Question

POLAR..... Find area inside the circle r(\(\theta\))=2,
but outside the cardiod r(\(\theta\))=2-Cos(\(\theta\)).

Answer 1

https://www.desmos.com/calculator/azsqobis1k

Answer 2

I need someone to start me up, please.

Answer 3

@CallMeKiki

Answer 4

Sorry. I can't remember how to do this.

Answer 5

@wolf1728 can you help?

Answer 6

We know these are the intersection points because
\[2=2-2\cos\theta~~\implies~~\cos\theta=0\]
Notice that \(\dfrac{3\pi}{2}\) is an angle equivalent to \(-\dfrac{\pi}{2}\), so I'll use this instead. (If you actually meant the second curve to be \(2-\cos\theta\), like you wrote in your original question, the intersection points are the same.)
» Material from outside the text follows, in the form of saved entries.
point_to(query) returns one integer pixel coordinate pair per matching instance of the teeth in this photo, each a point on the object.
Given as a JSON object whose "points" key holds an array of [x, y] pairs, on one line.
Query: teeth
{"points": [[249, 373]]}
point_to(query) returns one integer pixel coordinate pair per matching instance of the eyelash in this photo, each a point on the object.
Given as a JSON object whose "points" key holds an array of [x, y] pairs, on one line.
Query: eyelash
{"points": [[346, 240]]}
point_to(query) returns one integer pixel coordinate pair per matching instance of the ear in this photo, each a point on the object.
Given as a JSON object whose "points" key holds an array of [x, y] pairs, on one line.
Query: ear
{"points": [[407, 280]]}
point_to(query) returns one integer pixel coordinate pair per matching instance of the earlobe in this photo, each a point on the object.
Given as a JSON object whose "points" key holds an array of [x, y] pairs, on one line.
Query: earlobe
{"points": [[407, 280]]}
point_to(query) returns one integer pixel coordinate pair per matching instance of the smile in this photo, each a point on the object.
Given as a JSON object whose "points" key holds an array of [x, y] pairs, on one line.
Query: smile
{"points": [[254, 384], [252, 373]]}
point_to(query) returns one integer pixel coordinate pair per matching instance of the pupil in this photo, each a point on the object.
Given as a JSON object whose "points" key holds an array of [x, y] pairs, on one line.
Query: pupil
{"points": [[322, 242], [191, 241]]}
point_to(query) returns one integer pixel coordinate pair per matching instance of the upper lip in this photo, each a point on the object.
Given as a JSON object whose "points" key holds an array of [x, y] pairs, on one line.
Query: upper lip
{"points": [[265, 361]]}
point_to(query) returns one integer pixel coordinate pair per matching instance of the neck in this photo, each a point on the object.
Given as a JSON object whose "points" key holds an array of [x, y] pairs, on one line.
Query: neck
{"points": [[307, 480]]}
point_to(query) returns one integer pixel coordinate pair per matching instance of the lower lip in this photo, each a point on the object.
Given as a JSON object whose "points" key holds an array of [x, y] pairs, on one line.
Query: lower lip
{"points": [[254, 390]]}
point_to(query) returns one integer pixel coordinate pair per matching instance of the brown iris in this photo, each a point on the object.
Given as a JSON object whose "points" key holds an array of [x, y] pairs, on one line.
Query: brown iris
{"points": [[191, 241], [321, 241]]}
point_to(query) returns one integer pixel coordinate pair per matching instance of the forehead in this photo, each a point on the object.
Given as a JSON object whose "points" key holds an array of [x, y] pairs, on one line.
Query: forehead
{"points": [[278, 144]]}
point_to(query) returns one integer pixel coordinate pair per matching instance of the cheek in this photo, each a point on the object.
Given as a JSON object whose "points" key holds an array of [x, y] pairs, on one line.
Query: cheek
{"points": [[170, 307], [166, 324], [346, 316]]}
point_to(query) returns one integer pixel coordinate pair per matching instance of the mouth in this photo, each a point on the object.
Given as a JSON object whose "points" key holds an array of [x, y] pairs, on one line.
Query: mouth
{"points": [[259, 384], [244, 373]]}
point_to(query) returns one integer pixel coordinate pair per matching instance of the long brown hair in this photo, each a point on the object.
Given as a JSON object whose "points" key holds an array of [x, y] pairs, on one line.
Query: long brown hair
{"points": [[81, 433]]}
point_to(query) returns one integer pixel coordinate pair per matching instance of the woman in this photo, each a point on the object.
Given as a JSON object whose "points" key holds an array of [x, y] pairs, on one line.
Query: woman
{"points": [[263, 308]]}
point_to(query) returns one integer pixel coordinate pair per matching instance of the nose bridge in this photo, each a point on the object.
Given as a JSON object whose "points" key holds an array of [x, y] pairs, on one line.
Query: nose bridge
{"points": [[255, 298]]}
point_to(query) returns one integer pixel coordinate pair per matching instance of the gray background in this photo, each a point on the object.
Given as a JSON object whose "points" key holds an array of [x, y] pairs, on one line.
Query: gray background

Now we set up the integral. I'll use the more general double integral first:
\[A=\iint_D dA=\int_{-\pi/2}^{\pi/2}\int_{2-2\cos\theta}^{2}r\,dr\,d\theta\]
Integrating with respect to \(r\) gives you the formula you're probably more familiar with:
\[\begin{align*}A&=\int_{-\pi/2}^{\pi/2}\left(\frac{1}{2}\left[r^2\right]_{2-2\cos\theta}^{2}\right)\,d\theta\\\\
&=\frac{1}{2}\int_{-\pi/2}^{\pi/2}\left(2^2-(2-2\cos\theta)^2\right)\,d\theta
\end{align*}\]
Notice that due to the symmetry of both curves, we can rewrite as
\[A=2\times\frac{1}{2}\int_{0}^{\pi/2}\left(2^2-(2-2\cos\theta)^2\right)\,d\theta\]